The Drupal approach has a fairly lightweight approach to what consultants call ‘workflow’; the assumption is that improvements to the site are being continually integrated, and that the site editors are empowered to decide whether a node is fit for publication. This is reasonable since these are prerequisites of a successful web site.

2. A Caricature of Government Web Site Management

(diagram)

The government delegates responsibility for areas of policy to quangos; these in turn subcontract web sites to project-management firms, who subcontract to web-site design company, who subcontract the building of the site to a software company, who in turn employ a developer or two to do that actual work.

Subcontracting means fixed-price contracts to try to mitigate the RISK of project overruns, which entails the site being updated in big, elaborate releases, rather than continual small changes. The release is specified in a specification in Microsoft Word format, mailed back and forth as the details are thrashed out. The specifications lump changes to the site’s content together with new features, which is how I end up doing text corrections alongside intricate programming jobs.

Where large amounts of new content are to be added, they might be provided as a folder full of Microsoft Word documents or a Microsoft Excel spreadsheet with one row per new resource. Or, more likely, the promise to provide them during the development cycle.

Another thing required to try to mitigate the RISK created combining so many disparate changes in to one release is the creation of a staging site that can be exhaustively tested (user acceptance-testing, or UAT) before going live.

3. How Can it Possibly Go Wrong?

One problem with several-month-long fixed-price contracts is that you end up with a site that is updated only a few times a year—the opposite of what is recommended if you want users to return to your site more than once or twice, let alone make it the centre of their on-line existence, which is what all these quango-devised sites aspire to be.

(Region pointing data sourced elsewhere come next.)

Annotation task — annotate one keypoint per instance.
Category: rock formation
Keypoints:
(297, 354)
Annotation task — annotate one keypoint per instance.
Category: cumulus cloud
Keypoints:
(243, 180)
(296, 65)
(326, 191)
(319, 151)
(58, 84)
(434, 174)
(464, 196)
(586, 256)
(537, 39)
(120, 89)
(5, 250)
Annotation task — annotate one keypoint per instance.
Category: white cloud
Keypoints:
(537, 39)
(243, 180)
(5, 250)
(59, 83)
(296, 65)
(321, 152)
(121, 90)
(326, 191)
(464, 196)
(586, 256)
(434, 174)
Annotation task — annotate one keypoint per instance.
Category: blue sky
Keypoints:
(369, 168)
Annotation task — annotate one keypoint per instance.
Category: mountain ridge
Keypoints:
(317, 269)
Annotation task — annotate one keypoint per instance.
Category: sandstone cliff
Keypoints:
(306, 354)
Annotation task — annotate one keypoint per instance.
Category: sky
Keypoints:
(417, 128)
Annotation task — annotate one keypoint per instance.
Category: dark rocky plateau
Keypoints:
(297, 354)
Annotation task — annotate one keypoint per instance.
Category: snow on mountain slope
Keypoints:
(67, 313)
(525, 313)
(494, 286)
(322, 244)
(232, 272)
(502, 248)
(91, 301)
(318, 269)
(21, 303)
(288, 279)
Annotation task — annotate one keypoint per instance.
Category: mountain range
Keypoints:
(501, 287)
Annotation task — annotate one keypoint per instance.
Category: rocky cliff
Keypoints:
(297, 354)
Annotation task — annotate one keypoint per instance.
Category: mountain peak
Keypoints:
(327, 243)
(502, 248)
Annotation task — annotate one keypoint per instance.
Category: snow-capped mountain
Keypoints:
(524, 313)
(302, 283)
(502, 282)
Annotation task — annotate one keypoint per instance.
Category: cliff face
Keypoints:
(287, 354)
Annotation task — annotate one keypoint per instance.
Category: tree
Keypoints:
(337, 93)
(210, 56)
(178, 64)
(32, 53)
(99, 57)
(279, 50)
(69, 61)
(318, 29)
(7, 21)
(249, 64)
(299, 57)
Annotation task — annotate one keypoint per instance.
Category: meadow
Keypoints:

There is also the complication that no-one in government does anything unless harassed over the phone. So after nine months of consultation, there is six weeks left for development, and signed-off specifications don’t actually turn up in the developer’s inbox until the night before shipping. The copy will not have been proof-read, so new versions will be hastily mailed to us during the UAT period.

By way of illustration, at one point I had four spreadsheets; three of them were named Resource Library_21Nov2009_FINAL_rev2.xls. By the time we had finished UAT, more or less every task had been done twice: first from the signed-off specification, then again when change requests countermanded it.

4. Why Drupal is Helpless to Help

A complete separate server and database will be required for the staging site so that there is no RISK of changes on the staging site affecting the live site. This causes trouble because systems like Drupal store forum posts contributed by users in the same way as pages provided by the site editors; we end up with two Drupal sites whose databases must be merged to make the new live site. This is incredibly finicky and fragile, and if it goes wrong, chunks of content might be destroyed.

The alternative is to have a process where the developers make copious notes whenever they change settings or add content to the staging site, and then the night before the launch day, repeat these steps without error on the live site. In each case we have the perverse situation that after all that frenetic testing and the final sign-off of the site, we begin a deployment process that might easily wreck the whole thing.

The other problem is that they do not use the CMS to edit the content. Instead programmers are obliged to copy and paste text from Word or Excel documents for them. This is tedious and error-prone.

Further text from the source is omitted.